L’arrivée de David Reübeni en Portugal modifia totalement les intentions de João à l’égard des Marranes. Le souverain portugais jugea, en effet, qu’il ne serait pas prudent de persécuter des gens d’origine juive au moment où il voulait conclure une alliance avec un roi et un peuple juifs. Du reste, il sentait que, pour une entreprise aussi sérieuse que celle que lui proposait David Reübeni, il aurait besoin de l’appui, des capitaux et des conseils des Marranes. Il renonça donc à son projet d’introduire l’Inquisition en Portugal. Les Marranes se réjouirent fort quand ils apprirent qu’un Juif était admis à la cour royale et entretenait des relations avec les plus hauts personnages de l’État.
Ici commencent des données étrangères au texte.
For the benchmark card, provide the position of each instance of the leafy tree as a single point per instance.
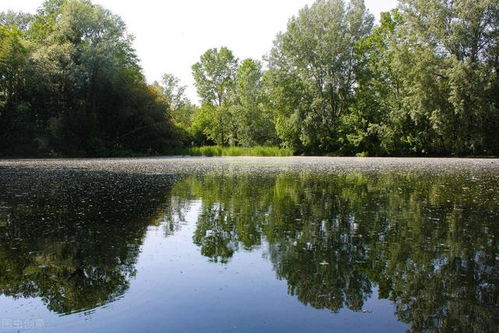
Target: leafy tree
(72, 85)
(214, 77)
(254, 124)
(311, 72)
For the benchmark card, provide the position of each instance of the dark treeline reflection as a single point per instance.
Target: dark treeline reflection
(427, 242)
(72, 238)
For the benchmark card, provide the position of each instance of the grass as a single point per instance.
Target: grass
(237, 151)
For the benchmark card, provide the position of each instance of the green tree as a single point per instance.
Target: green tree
(254, 124)
(214, 77)
(312, 72)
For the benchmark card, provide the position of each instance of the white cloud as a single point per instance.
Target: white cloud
(171, 35)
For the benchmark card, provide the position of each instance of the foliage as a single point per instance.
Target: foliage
(71, 84)
(237, 151)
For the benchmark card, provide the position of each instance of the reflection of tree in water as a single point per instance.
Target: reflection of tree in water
(72, 238)
(427, 243)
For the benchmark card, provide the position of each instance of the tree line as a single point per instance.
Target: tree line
(421, 82)
(71, 84)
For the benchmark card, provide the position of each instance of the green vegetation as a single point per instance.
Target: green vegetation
(237, 151)
(422, 82)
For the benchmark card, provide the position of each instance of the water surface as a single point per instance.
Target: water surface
(249, 244)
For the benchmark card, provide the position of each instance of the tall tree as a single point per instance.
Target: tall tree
(311, 72)
(214, 77)
(254, 124)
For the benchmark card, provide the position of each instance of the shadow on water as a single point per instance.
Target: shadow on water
(427, 242)
(72, 238)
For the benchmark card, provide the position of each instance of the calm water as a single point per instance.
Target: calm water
(357, 245)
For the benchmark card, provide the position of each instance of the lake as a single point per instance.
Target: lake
(249, 244)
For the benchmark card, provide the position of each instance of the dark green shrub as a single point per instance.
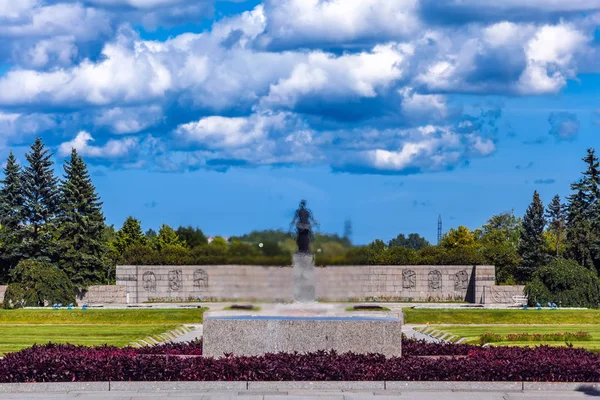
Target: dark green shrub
(38, 284)
(566, 283)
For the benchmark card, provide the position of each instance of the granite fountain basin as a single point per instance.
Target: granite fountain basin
(301, 331)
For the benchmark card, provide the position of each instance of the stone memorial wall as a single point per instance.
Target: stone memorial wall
(242, 282)
(113, 294)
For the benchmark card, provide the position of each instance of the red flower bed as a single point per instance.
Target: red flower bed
(66, 363)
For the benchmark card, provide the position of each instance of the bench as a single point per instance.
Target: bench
(520, 299)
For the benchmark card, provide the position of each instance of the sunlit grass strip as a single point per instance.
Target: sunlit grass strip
(171, 316)
(491, 317)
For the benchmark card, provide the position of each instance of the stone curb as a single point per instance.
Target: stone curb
(65, 387)
(55, 387)
(459, 386)
(170, 386)
(337, 385)
(560, 386)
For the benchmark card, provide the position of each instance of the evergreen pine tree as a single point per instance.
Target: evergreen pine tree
(11, 217)
(129, 235)
(531, 243)
(583, 221)
(82, 244)
(41, 204)
(556, 218)
(167, 237)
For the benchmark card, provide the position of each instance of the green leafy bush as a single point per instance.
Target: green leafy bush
(38, 284)
(566, 283)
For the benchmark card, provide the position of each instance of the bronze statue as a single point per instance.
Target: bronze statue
(304, 221)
Leur courage, abattu par une longue suite de souffrances, se relevait, et l’avenir se présentait à leurs yeux sous les plus radieuses couleurs. L’heure de la délivrance leur paraissait proche. Que David Reübeni se fût présenté ou non comme précurseur du Messie, eux, du moins, le considéraient comme un sauveur et témoignaient pour lui la plus profonde vénération.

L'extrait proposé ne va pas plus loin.